The area was inhabited since ancient times and colonized by the Romans, it was highly appreciated for the presence of hot springs. The latter represented, even in subsequent years, a strong attraction: in fact the first main settlement, which developed around year 1000, was located at very short distance from the thermal baths of the Hill of St Helena. Some time later, once created the artificial channel of Battaglia, which brings the waters of the Bacchiglione to the channel of Bisato, the town developed on the banks of this and strengthened the industrial and commercial activities, thanks to the construction of a port and the navigability of the channels towards the Adriatic Sea.
- the XVIII century Church of San Giacomo features a façade decorated with four half-columns with capitals resting on tall pedestals and embellished by statues and a tympanum. Inside are preserved the altars from the older church, also dedicated to St. James, which was demolished to give space to this newer building to cover the changing needs of the population. Among these, worthy of mention, is the main altar completed in the second half of the XVII century.
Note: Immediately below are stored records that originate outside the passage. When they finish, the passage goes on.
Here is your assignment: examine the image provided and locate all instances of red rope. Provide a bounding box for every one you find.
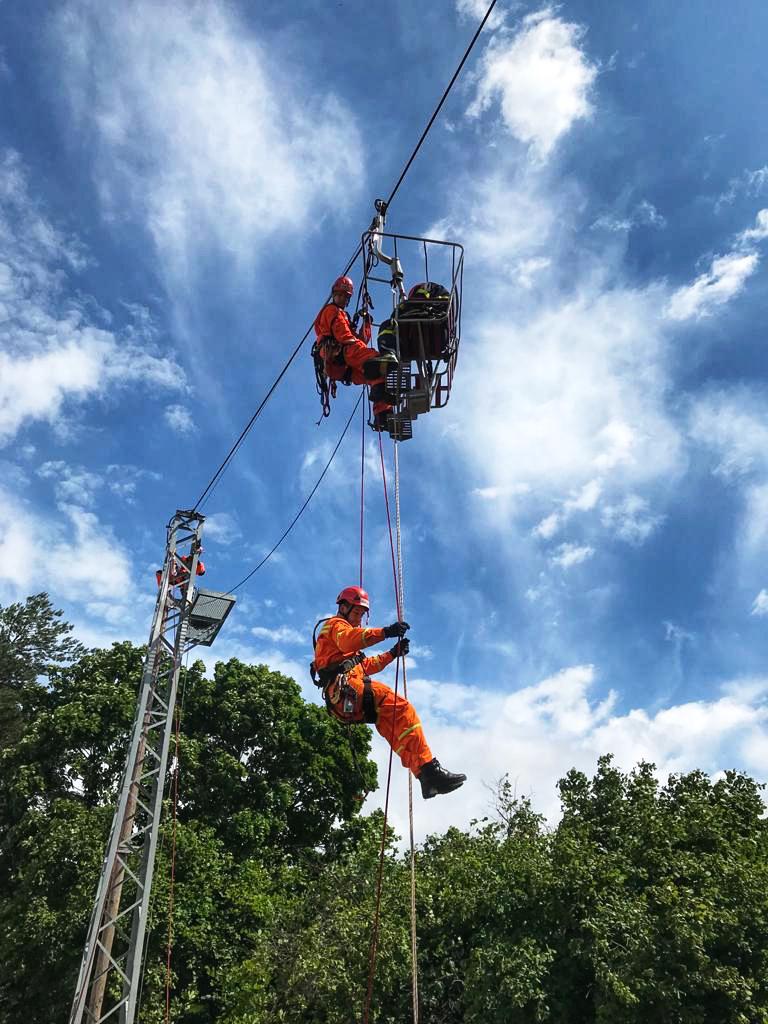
[359,393,368,587]
[362,434,404,1024]
[165,708,179,1024]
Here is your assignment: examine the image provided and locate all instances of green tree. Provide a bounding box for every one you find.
[0,618,375,1024]
[0,594,83,750]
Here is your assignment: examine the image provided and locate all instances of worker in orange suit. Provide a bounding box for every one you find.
[155,548,206,587]
[312,587,467,800]
[313,275,397,430]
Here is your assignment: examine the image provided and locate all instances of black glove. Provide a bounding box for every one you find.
[389,637,411,657]
[384,622,411,639]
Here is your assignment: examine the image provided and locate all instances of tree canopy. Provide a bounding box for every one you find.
[0,595,768,1024]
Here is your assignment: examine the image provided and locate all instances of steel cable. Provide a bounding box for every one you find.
[193,0,497,511]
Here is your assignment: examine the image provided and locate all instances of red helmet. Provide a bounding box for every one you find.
[331,274,354,298]
[336,587,371,611]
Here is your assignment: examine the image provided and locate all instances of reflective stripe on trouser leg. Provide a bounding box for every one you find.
[371,679,432,772]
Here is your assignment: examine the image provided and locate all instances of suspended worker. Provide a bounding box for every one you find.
[155,547,206,587]
[312,275,397,430]
[311,587,467,800]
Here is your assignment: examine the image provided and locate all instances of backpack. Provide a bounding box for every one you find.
[391,281,454,361]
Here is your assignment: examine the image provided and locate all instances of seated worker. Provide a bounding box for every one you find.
[312,276,397,430]
[311,587,467,800]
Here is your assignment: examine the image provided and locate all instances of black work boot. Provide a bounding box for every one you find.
[419,758,467,800]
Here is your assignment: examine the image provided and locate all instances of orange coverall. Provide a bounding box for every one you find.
[314,615,432,775]
[314,302,392,413]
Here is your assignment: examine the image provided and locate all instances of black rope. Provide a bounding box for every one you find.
[229,388,367,594]
[193,0,497,512]
[387,0,496,206]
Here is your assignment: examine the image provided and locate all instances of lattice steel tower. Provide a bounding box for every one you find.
[70,510,234,1024]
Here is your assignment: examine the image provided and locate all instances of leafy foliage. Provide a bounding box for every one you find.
[0,597,768,1024]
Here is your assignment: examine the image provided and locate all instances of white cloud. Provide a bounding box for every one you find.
[534,512,562,541]
[689,387,768,480]
[666,251,760,321]
[106,463,162,505]
[715,167,768,211]
[53,0,365,290]
[551,543,595,569]
[517,256,552,290]
[369,665,768,840]
[37,460,103,505]
[0,488,130,605]
[467,7,597,158]
[164,406,198,434]
[738,210,768,246]
[203,512,243,545]
[454,285,681,507]
[251,626,303,647]
[0,153,183,443]
[592,200,667,232]
[600,495,664,546]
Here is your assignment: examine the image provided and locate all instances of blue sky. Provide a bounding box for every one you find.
[0,0,768,835]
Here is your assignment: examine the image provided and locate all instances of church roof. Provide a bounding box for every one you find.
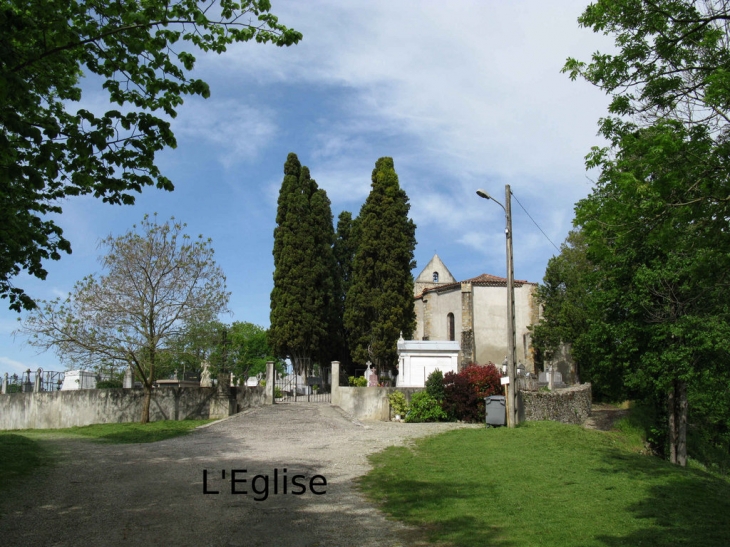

Inside are preserved an ancient marble holy water stoop and several valuable artworks, including a Madonna with Child of the artist Morlaiter, statues of Saints Peter and Paul by Fabris, a XVI century baptismal font and numerous paintings, including one by Ridolfi;
- the Oratory of Santa Maria;
- the XVI century Castle of Catajo, which features towers and battlements on the outside and frescoes by the artist Zeolotti on the inside;
- Villa Elmo Capodilista, built between the XVI and the XVII centuries, is surrounded by a beautiful park;
- the XVI century Villa Selvatico-Sartori;
- the Museum of River Navigation;
- the navigation lock.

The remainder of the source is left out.